Module#

class caskade.Module(name: str | None = None, **kwargs)[source]#

Bases: Node, GetSetValues

Node to represent a simulation module in the graph.

The Module object is used to represent a simulation module in the graph. These are python objects that contain the calculations for a simulation, they also hold the Param objects that are used in the calculations. The Module object has additional functionality to manage the Param objects below it in the graph, it keeps track of all dynamic Param objects so that at runtime their values may be filled. The Module object manages its links to other nodes through attributes of the class.

Examples

Example of a nested pair of Module objects and how their @forward methods are called:

class MySim(Module):
    def __init__(self, a, b=None):
        super().__init__()
        self.a = a
        self.b = Param("b", b)

    @forward
    def myfunc(self, x, b=None):
        return x * self.a.otherfun(x) + b

class OtherSim(Module):
    def __init__(self, c=None):
        super().__init__()
        self.c = Param("c", c)

    @forward
    def otherfun(self, x, c = None):
        return x + c

othersim = OtherSim()
mysim = MySim(a=othersim)
#                       b                         c
params = [torch.tensor([1.0, 2.0]), torch.tensor([3.0, 4.0])]
result = mysim.myfunc(3.0, params=params)
# result is tensor([19.0, 23.0])
property all_params#

All parameters below this module in the DAG.

Returns:

Concatenation of static, dynamic, and pointer parameters.

Return type:

tuple of Param

clear_state()[source]#

Clear the active state _value for all params below this Module in the DAG. This should not be used by a user under normal circumstances.

property dynamic: bool#

Return True if the module has dynamic parameters as direct children.

Returns:

True if any direct children are dynamic parameters.

Return type:

bool

fill_kwargs(keys: tuple[str]) dict[str, ArrayLike][source]#

Fill the kwargs for an @forward method with the values of the dynamic parameters. The requested keys are matched to names of Param objects owned by the Module. This should not be used by the user under normal circumstances.

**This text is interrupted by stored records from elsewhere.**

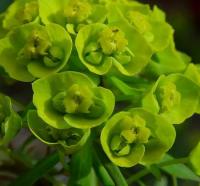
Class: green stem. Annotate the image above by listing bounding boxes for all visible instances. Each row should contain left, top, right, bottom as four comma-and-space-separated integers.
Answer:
158, 157, 189, 167
96, 147, 128, 186
105, 162, 128, 186
172, 176, 178, 186
127, 168, 150, 184
10, 152, 59, 186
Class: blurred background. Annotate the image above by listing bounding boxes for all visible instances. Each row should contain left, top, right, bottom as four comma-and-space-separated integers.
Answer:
140, 0, 200, 63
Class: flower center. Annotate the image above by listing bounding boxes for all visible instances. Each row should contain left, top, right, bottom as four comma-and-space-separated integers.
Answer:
16, 1, 39, 24
110, 115, 151, 156
99, 28, 128, 55
156, 82, 181, 113
18, 30, 64, 67
64, 0, 92, 24
47, 127, 83, 146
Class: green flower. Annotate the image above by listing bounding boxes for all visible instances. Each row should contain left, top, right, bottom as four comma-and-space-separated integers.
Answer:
184, 63, 200, 114
75, 21, 151, 76
108, 1, 173, 52
103, 74, 150, 102
39, 0, 107, 34
33, 71, 115, 129
2, 0, 39, 30
142, 74, 199, 124
101, 108, 175, 167
189, 142, 200, 176
28, 110, 90, 154
0, 94, 22, 145
0, 23, 72, 82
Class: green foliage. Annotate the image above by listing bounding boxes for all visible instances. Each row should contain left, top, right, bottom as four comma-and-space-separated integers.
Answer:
142, 74, 199, 124
0, 94, 22, 146
33, 71, 115, 129
0, 23, 72, 82
0, 0, 200, 186
101, 108, 175, 167
189, 142, 200, 175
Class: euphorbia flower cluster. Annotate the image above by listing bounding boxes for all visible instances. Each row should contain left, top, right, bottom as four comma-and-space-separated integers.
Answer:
0, 0, 200, 184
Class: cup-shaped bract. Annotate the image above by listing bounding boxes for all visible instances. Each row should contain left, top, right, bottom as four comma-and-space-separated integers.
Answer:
27, 110, 90, 154
0, 94, 22, 146
142, 74, 199, 124
101, 108, 175, 167
39, 0, 107, 34
108, 1, 173, 52
0, 23, 72, 82
189, 142, 200, 176
33, 71, 115, 129
184, 63, 200, 114
75, 20, 152, 76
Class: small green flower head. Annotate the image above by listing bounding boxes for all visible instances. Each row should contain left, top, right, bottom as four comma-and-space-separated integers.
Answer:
3, 0, 39, 30
156, 82, 181, 113
101, 108, 175, 167
28, 110, 90, 154
0, 94, 21, 146
33, 71, 115, 129
75, 23, 150, 76
99, 28, 128, 55
142, 74, 199, 124
64, 0, 92, 24
189, 142, 200, 176
0, 23, 72, 82
184, 63, 200, 114
39, 0, 107, 35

fill_params(params: ArrayLike | Sequence | Mapping, dynamic=True)[source]#

Fill the dynamic/static parameters of the module with the input values from params.

Parameters:
  • params ((Union[ArrayLike, Sequence, Mapping])) – The input values to fill the dynamic parameters with. The input can be an ArrayLike, a Sequence, or a Mapping.

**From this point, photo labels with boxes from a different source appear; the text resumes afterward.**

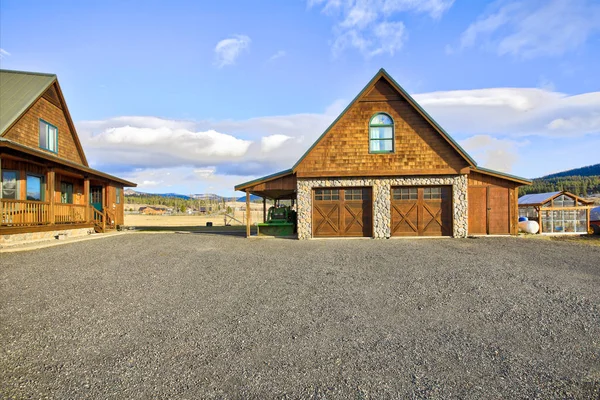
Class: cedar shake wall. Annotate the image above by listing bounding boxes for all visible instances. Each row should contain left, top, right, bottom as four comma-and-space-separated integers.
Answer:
4, 87, 83, 164
296, 79, 468, 177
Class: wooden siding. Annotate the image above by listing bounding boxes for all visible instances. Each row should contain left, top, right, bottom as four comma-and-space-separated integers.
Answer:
4, 85, 83, 164
106, 184, 125, 225
296, 78, 468, 177
468, 172, 520, 235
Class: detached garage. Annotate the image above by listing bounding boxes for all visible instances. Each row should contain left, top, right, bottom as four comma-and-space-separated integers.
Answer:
235, 69, 531, 239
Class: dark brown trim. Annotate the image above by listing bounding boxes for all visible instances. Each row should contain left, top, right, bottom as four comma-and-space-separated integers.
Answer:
0, 139, 137, 187
0, 223, 94, 235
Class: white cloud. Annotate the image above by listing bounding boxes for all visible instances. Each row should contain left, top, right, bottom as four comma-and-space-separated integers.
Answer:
261, 135, 292, 153
77, 88, 600, 193
308, 0, 454, 58
267, 50, 286, 62
414, 88, 600, 137
215, 35, 251, 68
461, 0, 600, 58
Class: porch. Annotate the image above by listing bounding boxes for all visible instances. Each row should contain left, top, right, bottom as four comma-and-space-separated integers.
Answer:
0, 199, 116, 235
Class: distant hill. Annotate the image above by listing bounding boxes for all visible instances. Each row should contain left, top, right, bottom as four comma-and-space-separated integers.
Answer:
236, 194, 262, 201
519, 164, 600, 197
538, 164, 600, 179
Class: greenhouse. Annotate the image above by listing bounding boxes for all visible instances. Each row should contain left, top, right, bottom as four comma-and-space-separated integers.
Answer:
519, 192, 592, 234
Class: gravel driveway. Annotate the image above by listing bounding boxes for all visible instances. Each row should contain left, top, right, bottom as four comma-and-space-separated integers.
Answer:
0, 233, 600, 399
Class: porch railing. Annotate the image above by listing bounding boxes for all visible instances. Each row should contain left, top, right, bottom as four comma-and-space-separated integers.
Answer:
0, 199, 50, 226
0, 199, 91, 227
54, 203, 88, 224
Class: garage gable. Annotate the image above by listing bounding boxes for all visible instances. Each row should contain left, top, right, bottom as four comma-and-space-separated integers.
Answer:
293, 69, 475, 177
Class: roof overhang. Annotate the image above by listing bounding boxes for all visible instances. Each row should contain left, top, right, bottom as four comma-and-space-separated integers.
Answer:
235, 169, 296, 200
0, 138, 137, 187
471, 167, 532, 185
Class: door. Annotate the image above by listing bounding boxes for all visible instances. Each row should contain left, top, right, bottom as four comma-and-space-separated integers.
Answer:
391, 186, 452, 236
469, 186, 510, 235
469, 186, 487, 235
90, 186, 102, 212
313, 188, 373, 237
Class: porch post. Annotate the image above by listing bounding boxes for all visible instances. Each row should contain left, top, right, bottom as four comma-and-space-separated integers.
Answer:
585, 206, 592, 233
102, 185, 106, 212
83, 176, 92, 222
102, 184, 106, 232
246, 190, 250, 237
48, 168, 56, 225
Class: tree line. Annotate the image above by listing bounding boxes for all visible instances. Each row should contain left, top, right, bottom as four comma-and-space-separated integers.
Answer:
519, 175, 600, 197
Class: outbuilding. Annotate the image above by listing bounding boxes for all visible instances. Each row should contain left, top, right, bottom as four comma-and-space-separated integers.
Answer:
519, 191, 593, 234
235, 69, 531, 239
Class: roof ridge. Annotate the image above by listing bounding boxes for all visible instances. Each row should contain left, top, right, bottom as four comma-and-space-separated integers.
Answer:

  • dynamic (bool) – Operate on dynamic parameters (True, default) or static parameters (False).

property node_str: str#

Returns a string representation of the node for graph visualization.

param_order()[source]#

Return a human-readable string of dynamic parameter ordering.

Each line corresponds to a parameter group and lists the parameters in the format parent_name: param_name.

Returns:

Multi-line string describing the dynamic parameter order.

Return type:

str

remove_memo(memo)[source]#

Remove a memo string and propagate removal to all children.

Parameters:

memo (str) – The memo message to remove. The same propagation rules as add_memo apply.

property static: bool#

Return True if the module has no dynamic parameters as direct children.

Returns:

True if none of the direct children are dynamic parameters.

Return type:

bool

to_dynamic(children_only=True)[source]#

Change all parameters to dynamic parameters.

Parameters:

children_only ((bool, optional)) – If True, only convert the children of this module to dynamic. If False, convert all parameters in the graph below this module. Defaults to True.

to_static(children_only=True)[source]#

Change all parameters to static parameters.

Parameters:

children_only ((bool, optional)) – If True, only convert children of this module to static. If False, convert all parameters in the graph below this module. Defaults to True.

update_graph()[source]#

Maintain a tuple of dynamic, static, and pointer parameters at all points lower in the DAG.